People tell me how amazed they were that “gay marriage” happened so fast. And, in many ways it is amazing, but it was not fast and it was no accident. Leaders stepped forward, research was done, strategy was created, hundreds of organizations were involved, and founders like Tim Gill’s Foundation and Jon Styrker’s ARCUS Foundation poured resources into the cause. Lambda Legal and National Council on Lesbian Rights and others fought the battles strategically in the courts. It was a long campaign with a thousand voices. But, I believe the hope, the talent, and the will came out of the war on HIV/AIDS 25 to 30 years ago. We also understand that while “gay marriage” is so important and is an umbrella for other issues it is not the end of a battle, but just a stepping stone. Civil rights are not guaranteed, and for many in the LGBTI community life is no better.

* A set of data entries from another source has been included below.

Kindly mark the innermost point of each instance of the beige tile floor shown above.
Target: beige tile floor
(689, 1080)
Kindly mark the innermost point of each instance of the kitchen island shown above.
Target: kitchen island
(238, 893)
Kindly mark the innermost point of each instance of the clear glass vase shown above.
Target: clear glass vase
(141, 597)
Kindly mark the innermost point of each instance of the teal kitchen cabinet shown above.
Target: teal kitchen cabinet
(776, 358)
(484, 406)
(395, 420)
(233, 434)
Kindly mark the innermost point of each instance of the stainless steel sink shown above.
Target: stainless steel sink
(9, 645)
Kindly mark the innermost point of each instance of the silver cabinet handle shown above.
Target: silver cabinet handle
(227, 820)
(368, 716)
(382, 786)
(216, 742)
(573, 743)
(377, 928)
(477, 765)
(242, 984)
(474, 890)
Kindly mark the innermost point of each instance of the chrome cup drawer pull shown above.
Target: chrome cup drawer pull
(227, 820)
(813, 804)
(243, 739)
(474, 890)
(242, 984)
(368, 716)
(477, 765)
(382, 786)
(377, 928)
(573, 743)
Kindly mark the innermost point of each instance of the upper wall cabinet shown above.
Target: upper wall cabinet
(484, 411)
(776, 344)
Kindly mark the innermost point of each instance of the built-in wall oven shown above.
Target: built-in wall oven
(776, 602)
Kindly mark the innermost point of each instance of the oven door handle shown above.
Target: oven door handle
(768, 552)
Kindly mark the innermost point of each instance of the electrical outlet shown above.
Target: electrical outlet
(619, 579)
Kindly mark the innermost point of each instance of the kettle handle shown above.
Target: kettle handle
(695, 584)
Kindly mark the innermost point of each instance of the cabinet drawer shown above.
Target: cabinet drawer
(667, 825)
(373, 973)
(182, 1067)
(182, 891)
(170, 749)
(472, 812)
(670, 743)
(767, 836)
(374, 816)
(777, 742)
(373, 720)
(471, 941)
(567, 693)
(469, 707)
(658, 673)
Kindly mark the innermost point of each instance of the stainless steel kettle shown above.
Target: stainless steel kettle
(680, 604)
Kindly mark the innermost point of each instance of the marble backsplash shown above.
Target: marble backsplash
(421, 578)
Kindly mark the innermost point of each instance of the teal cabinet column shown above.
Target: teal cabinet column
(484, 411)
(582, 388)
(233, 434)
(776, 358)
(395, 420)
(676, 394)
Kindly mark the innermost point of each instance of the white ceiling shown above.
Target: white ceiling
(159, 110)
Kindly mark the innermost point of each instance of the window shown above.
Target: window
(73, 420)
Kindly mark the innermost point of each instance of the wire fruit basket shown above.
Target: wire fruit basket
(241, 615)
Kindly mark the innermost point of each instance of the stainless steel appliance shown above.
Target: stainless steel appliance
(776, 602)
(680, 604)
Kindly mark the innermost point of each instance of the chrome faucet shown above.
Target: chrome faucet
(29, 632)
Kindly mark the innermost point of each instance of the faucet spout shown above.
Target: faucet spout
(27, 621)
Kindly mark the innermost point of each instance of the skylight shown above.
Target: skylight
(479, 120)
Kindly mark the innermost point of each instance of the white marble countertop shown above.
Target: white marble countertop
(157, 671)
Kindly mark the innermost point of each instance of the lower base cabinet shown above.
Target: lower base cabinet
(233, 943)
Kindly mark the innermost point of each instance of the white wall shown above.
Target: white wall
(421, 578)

Many of us live in bubbles of safety and general acceptance in major cities in America. We have broken through many “glass ceilings.” But when you look closer this group is mainly white, mainly male and can behave in a way that does not make straight people uncomfortable. Everyone else lives in risk of their homes, their families, their jobs and their safety. These are two very different groups.

On this personal level, those of us who are part of the LGBTI community and especially those of us who lived through the worst years of the epidemic understand the ravages of discrimination. We understand that we are not done in the United States and far from done globally. There is no issue where this discrimination does not have a special impact including economics, security, politics, health and more.

Today, I see the world as one. The victory for human rights and full inclusion is key to societies. For me the first lesson and maybe the hardest was living through the 1980’s and 1990’s. HIV/AIDS was the teacher.

You can understand why World AIDS Day is nearly a sacred day for me. We grieve the friends and family we lost, we celebrate the heroes like Chris Brownlie that fought to the death and the teams of people that gave up careers and fortune to come and fight for the cause. We worry that there is a “willful amnesia” about the past and that we have all forgotten to teach the next generation of the things we have experienced and know. But, we cherish the lessons we learned about the treasure of time, friendships and love.

We learned that there is nothing that cannot be done. As we think to the future, about the lives to be saved, that even beyond AIDS, people together can take care of each other and rise out of the most desperate of circumstances to change the world.